That's $7.881M spent on the top ten selections from a $10M budget. They have another eleven guys signed, and a little less than $2M left in the draft kitty.
The other signees: 11, Aaron Baker, 1B; 13, Walker Gourley*, SS, $115K; 18, Ryan Beckman, RHP; 21, Phillip Irwin, RHP; 23, Jose Hernandez, OF; 24, Jason Erickson, RHP; 30, Ty Summerlin, SS; 33, Pat Irvine, OF; 34, Zac Fuesser (JC), LHP, $125K; 42, Marc Baca, RHP; 43, Edward Fallon, RHP.
The Pirates have room for a couple more signees; Neal Huntington said they may end up with 1-3 more players.

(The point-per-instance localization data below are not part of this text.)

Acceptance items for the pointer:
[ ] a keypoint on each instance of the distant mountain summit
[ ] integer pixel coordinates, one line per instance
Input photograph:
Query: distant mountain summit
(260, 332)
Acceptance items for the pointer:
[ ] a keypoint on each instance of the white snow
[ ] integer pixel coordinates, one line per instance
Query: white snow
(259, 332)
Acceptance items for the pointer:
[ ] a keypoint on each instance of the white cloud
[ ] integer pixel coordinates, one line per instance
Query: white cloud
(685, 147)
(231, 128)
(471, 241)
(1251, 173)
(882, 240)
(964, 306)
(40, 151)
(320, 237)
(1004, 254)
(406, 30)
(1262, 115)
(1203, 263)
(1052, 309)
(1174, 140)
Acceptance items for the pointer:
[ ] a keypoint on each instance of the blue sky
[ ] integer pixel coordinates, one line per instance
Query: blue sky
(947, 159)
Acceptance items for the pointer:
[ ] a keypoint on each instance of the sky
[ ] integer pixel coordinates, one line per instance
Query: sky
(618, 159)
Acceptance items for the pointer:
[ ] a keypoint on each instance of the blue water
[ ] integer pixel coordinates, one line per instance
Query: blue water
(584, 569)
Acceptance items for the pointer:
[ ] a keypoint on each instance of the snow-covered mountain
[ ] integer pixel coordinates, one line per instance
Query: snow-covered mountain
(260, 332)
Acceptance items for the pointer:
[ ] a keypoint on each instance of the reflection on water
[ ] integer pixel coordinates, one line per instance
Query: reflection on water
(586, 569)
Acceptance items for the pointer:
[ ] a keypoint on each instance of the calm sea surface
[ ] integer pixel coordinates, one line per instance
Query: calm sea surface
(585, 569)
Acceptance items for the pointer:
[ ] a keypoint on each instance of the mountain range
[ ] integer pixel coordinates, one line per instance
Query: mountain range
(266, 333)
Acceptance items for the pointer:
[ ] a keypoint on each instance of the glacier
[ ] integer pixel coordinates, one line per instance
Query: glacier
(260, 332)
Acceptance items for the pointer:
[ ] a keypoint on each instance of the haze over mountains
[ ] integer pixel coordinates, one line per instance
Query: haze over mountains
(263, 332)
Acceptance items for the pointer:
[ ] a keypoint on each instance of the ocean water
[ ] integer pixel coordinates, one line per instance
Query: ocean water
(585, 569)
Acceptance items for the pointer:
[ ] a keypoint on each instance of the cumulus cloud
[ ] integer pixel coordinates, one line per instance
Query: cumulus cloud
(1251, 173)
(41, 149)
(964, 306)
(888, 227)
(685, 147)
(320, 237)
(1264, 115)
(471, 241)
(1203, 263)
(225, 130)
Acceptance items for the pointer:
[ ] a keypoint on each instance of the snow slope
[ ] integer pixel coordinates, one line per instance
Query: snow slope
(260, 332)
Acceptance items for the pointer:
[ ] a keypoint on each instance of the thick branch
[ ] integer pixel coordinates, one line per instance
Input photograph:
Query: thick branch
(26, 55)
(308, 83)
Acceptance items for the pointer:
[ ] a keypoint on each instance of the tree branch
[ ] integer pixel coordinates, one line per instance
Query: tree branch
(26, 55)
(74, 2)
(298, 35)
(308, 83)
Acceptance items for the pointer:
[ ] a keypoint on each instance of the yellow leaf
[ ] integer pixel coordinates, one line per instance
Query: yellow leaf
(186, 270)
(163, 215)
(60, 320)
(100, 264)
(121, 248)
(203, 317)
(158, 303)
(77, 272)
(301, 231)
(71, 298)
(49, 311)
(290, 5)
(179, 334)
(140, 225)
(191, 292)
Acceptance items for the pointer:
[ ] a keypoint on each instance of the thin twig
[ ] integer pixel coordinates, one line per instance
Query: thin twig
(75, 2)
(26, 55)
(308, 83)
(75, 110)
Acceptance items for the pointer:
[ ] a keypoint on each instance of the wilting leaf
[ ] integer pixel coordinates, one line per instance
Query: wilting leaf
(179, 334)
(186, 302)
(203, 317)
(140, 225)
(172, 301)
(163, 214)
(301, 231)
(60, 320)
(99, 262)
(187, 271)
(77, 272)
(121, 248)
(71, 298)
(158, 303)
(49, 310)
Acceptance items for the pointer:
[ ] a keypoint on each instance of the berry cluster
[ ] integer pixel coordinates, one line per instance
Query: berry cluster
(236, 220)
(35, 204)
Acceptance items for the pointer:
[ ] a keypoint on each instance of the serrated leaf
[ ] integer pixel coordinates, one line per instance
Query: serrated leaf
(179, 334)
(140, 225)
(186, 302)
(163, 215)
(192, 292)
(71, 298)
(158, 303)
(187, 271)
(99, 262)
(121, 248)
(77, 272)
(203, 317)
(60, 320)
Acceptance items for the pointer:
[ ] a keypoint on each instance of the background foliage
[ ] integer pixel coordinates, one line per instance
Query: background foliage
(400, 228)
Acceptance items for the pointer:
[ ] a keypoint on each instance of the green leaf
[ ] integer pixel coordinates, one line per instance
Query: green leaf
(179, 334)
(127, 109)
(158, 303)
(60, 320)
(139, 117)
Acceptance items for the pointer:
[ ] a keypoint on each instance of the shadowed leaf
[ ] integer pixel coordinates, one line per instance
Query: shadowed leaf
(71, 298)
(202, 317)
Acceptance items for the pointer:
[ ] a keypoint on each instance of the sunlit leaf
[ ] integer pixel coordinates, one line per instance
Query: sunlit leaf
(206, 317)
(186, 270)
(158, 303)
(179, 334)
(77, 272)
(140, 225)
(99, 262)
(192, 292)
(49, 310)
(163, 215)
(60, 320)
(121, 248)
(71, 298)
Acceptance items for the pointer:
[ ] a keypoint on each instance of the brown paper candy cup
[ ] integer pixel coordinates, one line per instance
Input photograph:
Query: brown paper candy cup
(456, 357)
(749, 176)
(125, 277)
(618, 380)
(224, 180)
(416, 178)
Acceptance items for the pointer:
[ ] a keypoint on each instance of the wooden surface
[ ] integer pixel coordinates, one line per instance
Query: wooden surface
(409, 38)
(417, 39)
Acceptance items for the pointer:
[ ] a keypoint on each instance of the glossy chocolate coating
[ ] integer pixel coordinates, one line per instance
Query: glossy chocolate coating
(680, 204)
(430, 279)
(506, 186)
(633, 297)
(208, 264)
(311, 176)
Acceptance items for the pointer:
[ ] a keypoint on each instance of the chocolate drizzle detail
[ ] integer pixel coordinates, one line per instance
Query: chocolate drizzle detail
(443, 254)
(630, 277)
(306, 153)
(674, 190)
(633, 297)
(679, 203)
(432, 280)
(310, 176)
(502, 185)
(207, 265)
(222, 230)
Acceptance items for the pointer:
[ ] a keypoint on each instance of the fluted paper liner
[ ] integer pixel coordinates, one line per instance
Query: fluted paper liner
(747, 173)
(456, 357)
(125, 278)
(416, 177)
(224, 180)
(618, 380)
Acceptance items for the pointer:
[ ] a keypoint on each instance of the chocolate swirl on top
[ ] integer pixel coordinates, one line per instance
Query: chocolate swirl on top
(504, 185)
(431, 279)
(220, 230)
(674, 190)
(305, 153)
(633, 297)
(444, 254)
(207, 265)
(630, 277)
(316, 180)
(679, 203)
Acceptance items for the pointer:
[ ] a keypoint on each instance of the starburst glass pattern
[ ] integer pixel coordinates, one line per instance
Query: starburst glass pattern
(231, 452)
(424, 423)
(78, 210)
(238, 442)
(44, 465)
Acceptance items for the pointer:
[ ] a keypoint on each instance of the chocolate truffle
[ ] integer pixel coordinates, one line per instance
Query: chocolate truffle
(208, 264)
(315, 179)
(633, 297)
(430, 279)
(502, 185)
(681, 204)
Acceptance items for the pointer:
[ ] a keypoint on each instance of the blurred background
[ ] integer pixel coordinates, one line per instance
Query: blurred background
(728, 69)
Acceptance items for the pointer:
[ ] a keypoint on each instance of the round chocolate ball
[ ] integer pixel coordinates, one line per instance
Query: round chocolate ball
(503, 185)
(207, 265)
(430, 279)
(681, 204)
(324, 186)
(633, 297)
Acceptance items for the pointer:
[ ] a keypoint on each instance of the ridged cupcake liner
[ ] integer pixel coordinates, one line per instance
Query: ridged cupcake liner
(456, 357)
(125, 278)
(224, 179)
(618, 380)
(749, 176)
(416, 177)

This year, they had the advantage of not tying up so much of the budget in one player, as they did when they signed Pedro Alvarez for $6M in bonus sugar.
So they targeted they number one commodity in baseball, pitchers. Seven of their top ten picks were spent on arms, and five of them were high school hurlers. And they needed some pitching; Quinton Miller and Justin Wilson are they only two pitchers drafted last year that have a pedigree.
That's the good news. The bad news is even if they guessed right on the youngsters this year, they're all a long way from PNC. Tony Sanchez is the only 2009 draftee to make it to A ball this year. He's zoomed past Andrew Walker at West Virginia, and has Kris Watts and Steve Lerud, at Lynchburg and Altoona, squarely in his sights.
After him, a handful of players are getting their feet wet at short-season State College. Two of them are pitchers, Nate Baker and Victor Black. The others are Aaron Baker, Evan Chambers, Jose Hernandez, Pat Irvine, and Ty Summerlin. None are setting the world afire.
The rest are in the Gulf Coast Rookie League or Florida Instructional League. That's not a surprise, considering how young the class is. But what it does is illustrate why the suits have dumped the MLB team for upper level prospects.
Except for Alvarez, none of the past two draft classes have players that have advanced beyond High A Lynchburg, and that's where they should be at this stage of the careers. But it leaves Altoona and Indy terribly barren of players, and that's what the management chose to address.
If the 2008-09 draft classes pan out (and that's no sure thing), they should start landing in the bigs between 2012-2014, maybe later.
That left the new bosses two options. First, they could wait for the gap between the upper and lower levels to fill in over the years and tie up the roster they inherited, with a free agent or two, until 2013.
Or they could blow up the team for prospects and try to patch the feeder system first, knowing that the MLB product would suffer for two or three seasons. Both choices are iffy propositions.
For better or worse, they decided that the core they were given wouldn't cut it for one more contract, so they opted for Plan B.
The risk with hanging on to the old team was that they had shown no aptitude for winning games and were perilously thin in pitching.
The risk with the prospect route is that you can't be sure that the kids, no matter their upside, will ever develop. You also run a very real chance that the MLB team will have defeatism ingrained in it if its not competitive while waiting for help. And there is that fan thingie...
Well, we know the road they chose. And in 2012, we'll find out if its the right path.
How'd they get to this precarious position? Ted Keith of SI's Inside Baseball starts his column off with this:
"...the most dedicated fans in baseball trudge...into a... gorgeous ballpark that hosts an annually ugly team. It must be the ballpark, and the view and the misplaced hope of success that is drawing those fans each night, because it sure isn't the baseball."He goes on to cover the moves over the past 17 years that have made the Pirates the Pirates.